Que siempre le hayamos dicho mamá tiene sentido también por el sentido original de la palabra. Ella nunca dejó de ser nuestra mamá. De estar encima de sus hijos, atenta a los detalles, a lo que nos hiciera falta, a las caídas, a las felicidades, aun cuando sus seis pichones anduviéramos entre los treintaylargos y los cincuentaypico. Fue maravilloso apreciar cómo el abuelazgo le agregó la dulce tarea de compartir un amor distinto: el desconsuelo de los nietos que ahora transitan la primera muerte de sus vidas es una foto en pena de ese amor que supo darles. También es la primera muerte que experimento, pienso ahora, aunque ya haya pasado por varias. Nada se compara a esta tristeza.

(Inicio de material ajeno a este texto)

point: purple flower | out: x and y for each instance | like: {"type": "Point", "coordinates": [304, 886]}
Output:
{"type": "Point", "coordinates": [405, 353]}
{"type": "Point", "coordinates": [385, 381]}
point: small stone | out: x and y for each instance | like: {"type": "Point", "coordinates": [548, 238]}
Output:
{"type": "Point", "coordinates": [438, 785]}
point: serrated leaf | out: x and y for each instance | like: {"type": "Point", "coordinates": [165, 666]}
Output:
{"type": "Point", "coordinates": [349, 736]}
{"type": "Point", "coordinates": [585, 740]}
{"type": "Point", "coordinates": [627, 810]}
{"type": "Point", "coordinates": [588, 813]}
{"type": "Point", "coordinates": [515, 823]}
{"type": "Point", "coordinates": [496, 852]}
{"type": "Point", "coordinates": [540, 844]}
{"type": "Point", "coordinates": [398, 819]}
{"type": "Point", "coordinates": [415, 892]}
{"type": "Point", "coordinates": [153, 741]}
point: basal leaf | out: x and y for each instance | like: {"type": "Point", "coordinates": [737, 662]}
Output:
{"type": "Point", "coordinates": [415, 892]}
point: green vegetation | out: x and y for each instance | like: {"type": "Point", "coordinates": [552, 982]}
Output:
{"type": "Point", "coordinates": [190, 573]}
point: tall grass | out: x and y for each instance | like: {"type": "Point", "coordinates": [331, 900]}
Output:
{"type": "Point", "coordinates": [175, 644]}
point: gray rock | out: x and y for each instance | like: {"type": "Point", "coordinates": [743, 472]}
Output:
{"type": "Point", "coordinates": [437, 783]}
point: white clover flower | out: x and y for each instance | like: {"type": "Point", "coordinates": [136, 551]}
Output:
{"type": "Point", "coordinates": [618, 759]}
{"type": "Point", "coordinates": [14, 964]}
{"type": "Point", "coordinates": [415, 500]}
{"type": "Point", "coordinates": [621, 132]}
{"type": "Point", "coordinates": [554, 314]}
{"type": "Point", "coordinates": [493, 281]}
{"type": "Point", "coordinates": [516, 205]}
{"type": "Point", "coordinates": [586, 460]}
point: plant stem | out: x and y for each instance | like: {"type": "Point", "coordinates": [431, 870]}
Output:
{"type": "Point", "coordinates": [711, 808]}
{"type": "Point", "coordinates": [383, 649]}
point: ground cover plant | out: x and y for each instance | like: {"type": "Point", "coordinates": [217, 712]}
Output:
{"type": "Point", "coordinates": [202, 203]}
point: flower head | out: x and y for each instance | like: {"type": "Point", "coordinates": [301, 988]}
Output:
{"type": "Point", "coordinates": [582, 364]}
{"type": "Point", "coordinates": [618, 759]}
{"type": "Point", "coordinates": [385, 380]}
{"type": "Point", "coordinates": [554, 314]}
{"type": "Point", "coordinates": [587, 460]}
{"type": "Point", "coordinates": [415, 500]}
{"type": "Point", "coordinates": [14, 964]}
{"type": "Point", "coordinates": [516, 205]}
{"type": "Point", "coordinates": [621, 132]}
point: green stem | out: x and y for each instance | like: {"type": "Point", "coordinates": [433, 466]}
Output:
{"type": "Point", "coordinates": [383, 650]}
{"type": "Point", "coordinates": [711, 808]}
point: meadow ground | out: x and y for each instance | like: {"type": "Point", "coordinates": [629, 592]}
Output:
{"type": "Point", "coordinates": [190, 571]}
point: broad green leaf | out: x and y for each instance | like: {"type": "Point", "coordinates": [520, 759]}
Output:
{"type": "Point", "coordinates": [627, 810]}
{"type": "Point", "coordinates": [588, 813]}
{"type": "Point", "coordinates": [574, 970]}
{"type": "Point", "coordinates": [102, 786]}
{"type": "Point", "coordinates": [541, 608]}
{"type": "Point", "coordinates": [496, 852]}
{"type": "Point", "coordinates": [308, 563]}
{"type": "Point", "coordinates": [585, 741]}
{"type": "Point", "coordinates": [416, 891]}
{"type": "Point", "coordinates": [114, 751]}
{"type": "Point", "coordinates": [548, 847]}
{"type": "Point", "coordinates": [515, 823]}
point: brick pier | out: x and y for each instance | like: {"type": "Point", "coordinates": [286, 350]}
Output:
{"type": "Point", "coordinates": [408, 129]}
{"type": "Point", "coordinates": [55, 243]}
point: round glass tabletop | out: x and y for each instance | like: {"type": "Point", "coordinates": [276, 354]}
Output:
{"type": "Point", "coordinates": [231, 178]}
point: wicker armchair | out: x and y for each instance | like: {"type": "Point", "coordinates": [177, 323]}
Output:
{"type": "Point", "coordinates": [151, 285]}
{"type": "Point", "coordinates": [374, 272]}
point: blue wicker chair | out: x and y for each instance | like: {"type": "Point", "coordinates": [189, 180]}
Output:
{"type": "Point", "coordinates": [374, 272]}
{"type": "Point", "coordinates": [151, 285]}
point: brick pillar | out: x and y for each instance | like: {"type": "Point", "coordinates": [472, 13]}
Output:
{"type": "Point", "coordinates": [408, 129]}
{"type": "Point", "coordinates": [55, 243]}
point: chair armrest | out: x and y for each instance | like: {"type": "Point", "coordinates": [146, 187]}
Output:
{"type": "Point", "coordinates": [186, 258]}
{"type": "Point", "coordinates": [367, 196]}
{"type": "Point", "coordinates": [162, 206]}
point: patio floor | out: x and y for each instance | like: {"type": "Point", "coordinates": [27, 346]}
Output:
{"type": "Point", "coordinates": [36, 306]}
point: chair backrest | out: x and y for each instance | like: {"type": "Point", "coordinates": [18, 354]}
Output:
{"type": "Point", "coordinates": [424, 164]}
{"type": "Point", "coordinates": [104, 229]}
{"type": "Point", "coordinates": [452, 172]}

Cuando el final, contra el que luchó con toda su alma, era inevitable, nos dimos algunos gustos juntos. El que más me reconfortó nos conectó con la cocina del campo en la que ella reinó. Allí siempre escuchábamos la radio, mientras trajinaba entre milanesas y deberes escolares. El dial no se corría de Rivadavia. Estoy seguro de que me hice periodista escuchando a Héctor Larrea y Antonio Carrizo en los ochenta, gracias a ella. Por eso mismo vivía con orgullo que me hubiera entregado a esta profesión. Las veces que habrá dicho: “Mi hijo trabaja en el diario LA NACION”... Vuelvo: hace unos meses, mi tarea profesional me puso en contacto con Juan José Moro, pionero entre los periodistas que cubren tenis, que en aquellos años en el campo también brillaba en Rivadavia. Le conté que mi mamá siempre lo había escuchado y tuvo la generosa idea de entrevistarla para un programa nocturno ¡en Rivadavia! La charla fue tan hermosa que él empezó a decirle “mamá Elsa” en medio de la conversación. Pescó rápido por dónde iba el asunto.

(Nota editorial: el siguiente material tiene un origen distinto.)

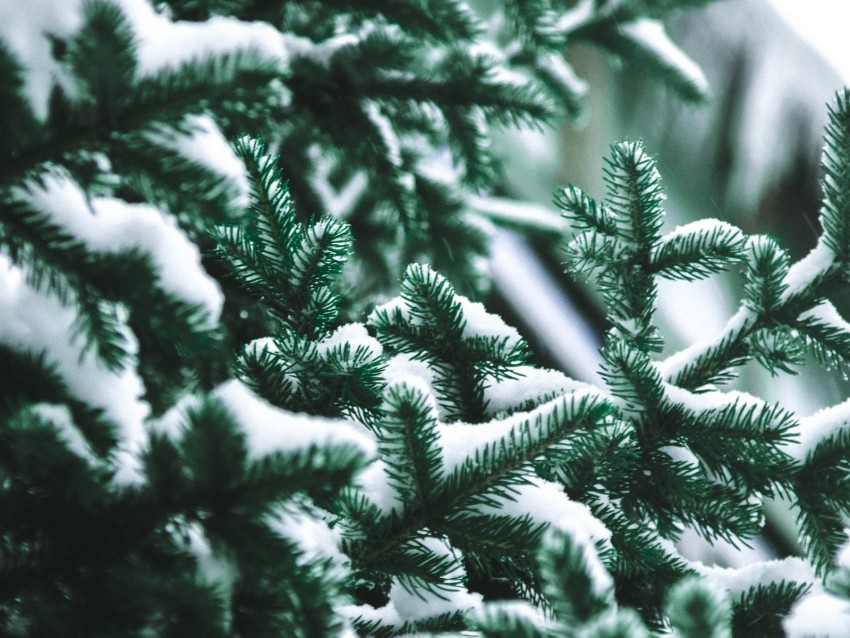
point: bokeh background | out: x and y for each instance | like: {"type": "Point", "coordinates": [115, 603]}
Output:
{"type": "Point", "coordinates": [749, 157]}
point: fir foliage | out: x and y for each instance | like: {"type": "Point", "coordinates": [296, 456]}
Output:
{"type": "Point", "coordinates": [195, 442]}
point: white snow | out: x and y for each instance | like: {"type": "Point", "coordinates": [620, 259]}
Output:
{"type": "Point", "coordinates": [339, 203]}
{"type": "Point", "coordinates": [163, 44]}
{"type": "Point", "coordinates": [546, 502]}
{"type": "Point", "coordinates": [208, 146]}
{"type": "Point", "coordinates": [375, 485]}
{"type": "Point", "coordinates": [826, 313]}
{"type": "Point", "coordinates": [580, 14]}
{"type": "Point", "coordinates": [405, 606]}
{"type": "Point", "coordinates": [107, 225]}
{"type": "Point", "coordinates": [519, 609]}
{"type": "Point", "coordinates": [270, 430]}
{"type": "Point", "coordinates": [738, 581]}
{"type": "Point", "coordinates": [555, 65]}
{"type": "Point", "coordinates": [804, 271]}
{"type": "Point", "coordinates": [702, 228]}
{"type": "Point", "coordinates": [355, 336]}
{"type": "Point", "coordinates": [386, 132]}
{"type": "Point", "coordinates": [60, 417]}
{"type": "Point", "coordinates": [700, 402]}
{"type": "Point", "coordinates": [533, 383]}
{"type": "Point", "coordinates": [480, 323]}
{"type": "Point", "coordinates": [172, 425]}
{"type": "Point", "coordinates": [651, 35]}
{"type": "Point", "coordinates": [678, 361]}
{"type": "Point", "coordinates": [819, 426]}
{"type": "Point", "coordinates": [842, 557]}
{"type": "Point", "coordinates": [521, 214]}
{"type": "Point", "coordinates": [24, 27]}
{"type": "Point", "coordinates": [308, 529]}
{"type": "Point", "coordinates": [35, 322]}
{"type": "Point", "coordinates": [819, 615]}
{"type": "Point", "coordinates": [323, 52]}
{"type": "Point", "coordinates": [461, 441]}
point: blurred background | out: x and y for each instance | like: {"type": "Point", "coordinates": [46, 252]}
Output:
{"type": "Point", "coordinates": [749, 157]}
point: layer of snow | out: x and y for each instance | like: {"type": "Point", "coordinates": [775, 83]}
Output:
{"type": "Point", "coordinates": [819, 615]}
{"type": "Point", "coordinates": [269, 430]}
{"type": "Point", "coordinates": [533, 383]}
{"type": "Point", "coordinates": [405, 606]}
{"type": "Point", "coordinates": [842, 557]}
{"type": "Point", "coordinates": [693, 547]}
{"type": "Point", "coordinates": [109, 225]}
{"type": "Point", "coordinates": [375, 484]}
{"type": "Point", "coordinates": [460, 441]}
{"type": "Point", "coordinates": [680, 301]}
{"type": "Point", "coordinates": [710, 400]}
{"type": "Point", "coordinates": [480, 323]}
{"type": "Point", "coordinates": [208, 146]}
{"type": "Point", "coordinates": [385, 129]}
{"type": "Point", "coordinates": [35, 322]}
{"type": "Point", "coordinates": [819, 426]}
{"type": "Point", "coordinates": [24, 27]}
{"type": "Point", "coordinates": [546, 502]}
{"type": "Point", "coordinates": [323, 52]}
{"type": "Point", "coordinates": [310, 532]}
{"type": "Point", "coordinates": [215, 568]}
{"type": "Point", "coordinates": [520, 214]}
{"type": "Point", "coordinates": [355, 336]}
{"type": "Point", "coordinates": [650, 34]}
{"type": "Point", "coordinates": [677, 362]}
{"type": "Point", "coordinates": [805, 270]}
{"type": "Point", "coordinates": [164, 44]}
{"type": "Point", "coordinates": [60, 417]}
{"type": "Point", "coordinates": [738, 581]}
{"type": "Point", "coordinates": [338, 202]}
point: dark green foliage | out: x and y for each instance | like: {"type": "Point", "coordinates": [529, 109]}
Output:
{"type": "Point", "coordinates": [429, 324]}
{"type": "Point", "coordinates": [290, 265]}
{"type": "Point", "coordinates": [760, 610]}
{"type": "Point", "coordinates": [696, 611]}
{"type": "Point", "coordinates": [400, 500]}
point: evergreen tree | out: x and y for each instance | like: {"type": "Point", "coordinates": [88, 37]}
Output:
{"type": "Point", "coordinates": [199, 434]}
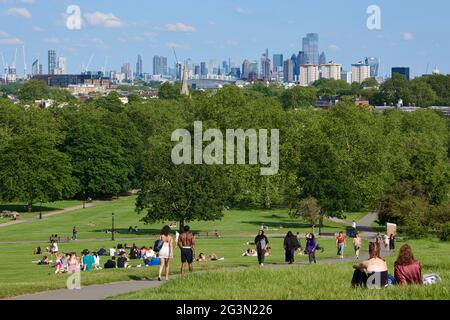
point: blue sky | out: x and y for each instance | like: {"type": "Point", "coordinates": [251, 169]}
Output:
{"type": "Point", "coordinates": [413, 33]}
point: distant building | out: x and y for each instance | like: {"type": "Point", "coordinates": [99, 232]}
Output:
{"type": "Point", "coordinates": [36, 68]}
{"type": "Point", "coordinates": [51, 61]}
{"type": "Point", "coordinates": [322, 58]}
{"type": "Point", "coordinates": [126, 69]}
{"type": "Point", "coordinates": [404, 71]}
{"type": "Point", "coordinates": [266, 66]}
{"type": "Point", "coordinates": [331, 71]}
{"type": "Point", "coordinates": [139, 68]}
{"type": "Point", "coordinates": [288, 71]}
{"type": "Point", "coordinates": [203, 69]}
{"type": "Point", "coordinates": [309, 73]}
{"type": "Point", "coordinates": [374, 64]}
{"type": "Point", "coordinates": [360, 72]}
{"type": "Point", "coordinates": [311, 48]}
{"type": "Point", "coordinates": [159, 65]}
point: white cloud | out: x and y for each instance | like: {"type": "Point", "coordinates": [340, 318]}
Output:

La última vez que la vi, ella ya no podía hablar. Le fui haciendo preguntas por sí o por no. Para molestarla, le pregunté si era hincha de Juventud, uno de los dos equipos de Banderaló. Me hizo que no con su precioso dedo índice y su uña prolijamente pintada. “¿Sos de Ingeniero?”. Agitó el mismo dedo con énfasis, repetidamente, de arriba hacia abajo. Un sí rotundo. Entonces me vi en la obligación de consultar quién era el más lindo de todos su hijos: que mis hermanos se enteren por estas líneas que me apuntó directo al corazón. Y me morí yo, de amor. Con la certeza de que iba a ser el último, di un paso más y le pedí que me diera un beso. Fueron dos.

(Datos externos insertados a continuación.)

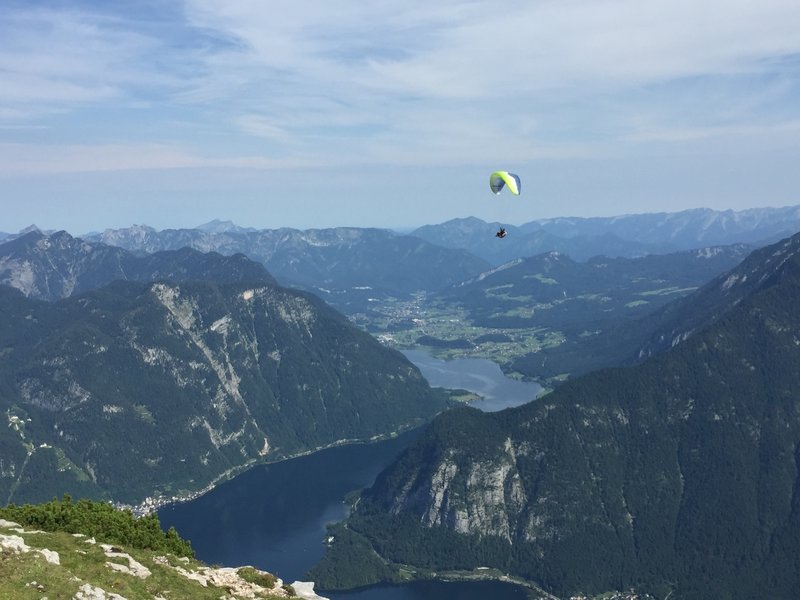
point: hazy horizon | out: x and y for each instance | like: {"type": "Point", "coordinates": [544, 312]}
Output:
{"type": "Point", "coordinates": [392, 114]}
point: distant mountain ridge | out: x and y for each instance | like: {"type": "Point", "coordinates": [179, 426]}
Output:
{"type": "Point", "coordinates": [676, 477]}
{"type": "Point", "coordinates": [137, 388]}
{"type": "Point", "coordinates": [621, 236]}
{"type": "Point", "coordinates": [320, 258]}
{"type": "Point", "coordinates": [56, 266]}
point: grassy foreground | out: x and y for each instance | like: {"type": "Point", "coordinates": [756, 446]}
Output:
{"type": "Point", "coordinates": [35, 564]}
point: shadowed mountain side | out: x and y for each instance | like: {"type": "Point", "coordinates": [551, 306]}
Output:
{"type": "Point", "coordinates": [322, 258]}
{"type": "Point", "coordinates": [678, 475]}
{"type": "Point", "coordinates": [137, 388]}
{"type": "Point", "coordinates": [55, 266]}
{"type": "Point", "coordinates": [621, 236]}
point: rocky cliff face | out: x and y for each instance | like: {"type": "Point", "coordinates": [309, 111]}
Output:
{"type": "Point", "coordinates": [55, 266]}
{"type": "Point", "coordinates": [140, 388]}
{"type": "Point", "coordinates": [337, 258]}
{"type": "Point", "coordinates": [679, 474]}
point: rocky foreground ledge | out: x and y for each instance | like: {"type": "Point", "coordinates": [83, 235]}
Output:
{"type": "Point", "coordinates": [36, 564]}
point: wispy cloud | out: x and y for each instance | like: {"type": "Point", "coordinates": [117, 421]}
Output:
{"type": "Point", "coordinates": [398, 82]}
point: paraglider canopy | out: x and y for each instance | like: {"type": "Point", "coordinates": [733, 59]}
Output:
{"type": "Point", "coordinates": [500, 179]}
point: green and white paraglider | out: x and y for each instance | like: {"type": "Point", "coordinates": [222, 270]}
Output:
{"type": "Point", "coordinates": [497, 181]}
{"type": "Point", "coordinates": [500, 179]}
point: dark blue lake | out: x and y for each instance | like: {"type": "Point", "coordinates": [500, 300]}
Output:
{"type": "Point", "coordinates": [273, 517]}
{"type": "Point", "coordinates": [478, 375]}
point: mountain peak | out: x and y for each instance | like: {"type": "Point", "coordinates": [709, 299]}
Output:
{"type": "Point", "coordinates": [219, 226]}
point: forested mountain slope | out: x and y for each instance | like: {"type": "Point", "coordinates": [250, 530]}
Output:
{"type": "Point", "coordinates": [141, 388]}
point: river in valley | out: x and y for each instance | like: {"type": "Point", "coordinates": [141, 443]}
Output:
{"type": "Point", "coordinates": [273, 516]}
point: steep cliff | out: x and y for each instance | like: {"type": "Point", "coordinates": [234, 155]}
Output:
{"type": "Point", "coordinates": [678, 475]}
{"type": "Point", "coordinates": [142, 388]}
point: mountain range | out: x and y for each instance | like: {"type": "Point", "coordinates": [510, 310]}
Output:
{"type": "Point", "coordinates": [163, 385]}
{"type": "Point", "coordinates": [677, 477]}
{"type": "Point", "coordinates": [320, 259]}
{"type": "Point", "coordinates": [624, 235]}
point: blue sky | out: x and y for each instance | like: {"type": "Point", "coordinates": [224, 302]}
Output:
{"type": "Point", "coordinates": [273, 113]}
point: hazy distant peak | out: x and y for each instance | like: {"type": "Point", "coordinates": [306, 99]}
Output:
{"type": "Point", "coordinates": [219, 226]}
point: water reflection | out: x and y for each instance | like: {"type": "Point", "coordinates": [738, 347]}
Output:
{"type": "Point", "coordinates": [478, 375]}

Pasaron los rituales de la muerte: un velatorio lluvioso, pésames con palabras de manual, el coche fúnebre, el tour por su casa, la iglesia y el cementerio. Muchas lágrimas, alguna risa, aplausos fuertes de despedida y la gratitud expresada en discursos que fueron apareciendo ahí, espontáneos. Volví a casa al día siguiente pensando en la ruta cómo iba a contarle a Camila. Con mi mujer la sentamos en el sillón y traté de hilvanar palabras sencillas y directas: “La abuela se murió, ya no vas a poder verla. Pero siempre nos vamos a acordar de ella”, resumí. Primero manifestó su intención de morirse también, porque dedujo que así podría burlar la restricción de visita. Le negué la posibilidad: “Mejor quedémonos acá”. Entonces sus rulos pasaron la página y fueron por la vía práctica; con la lógica implacable de sus casi cuatro años, preguntó: “¿Y ahora quién me va a hacer el dulce de leche?”.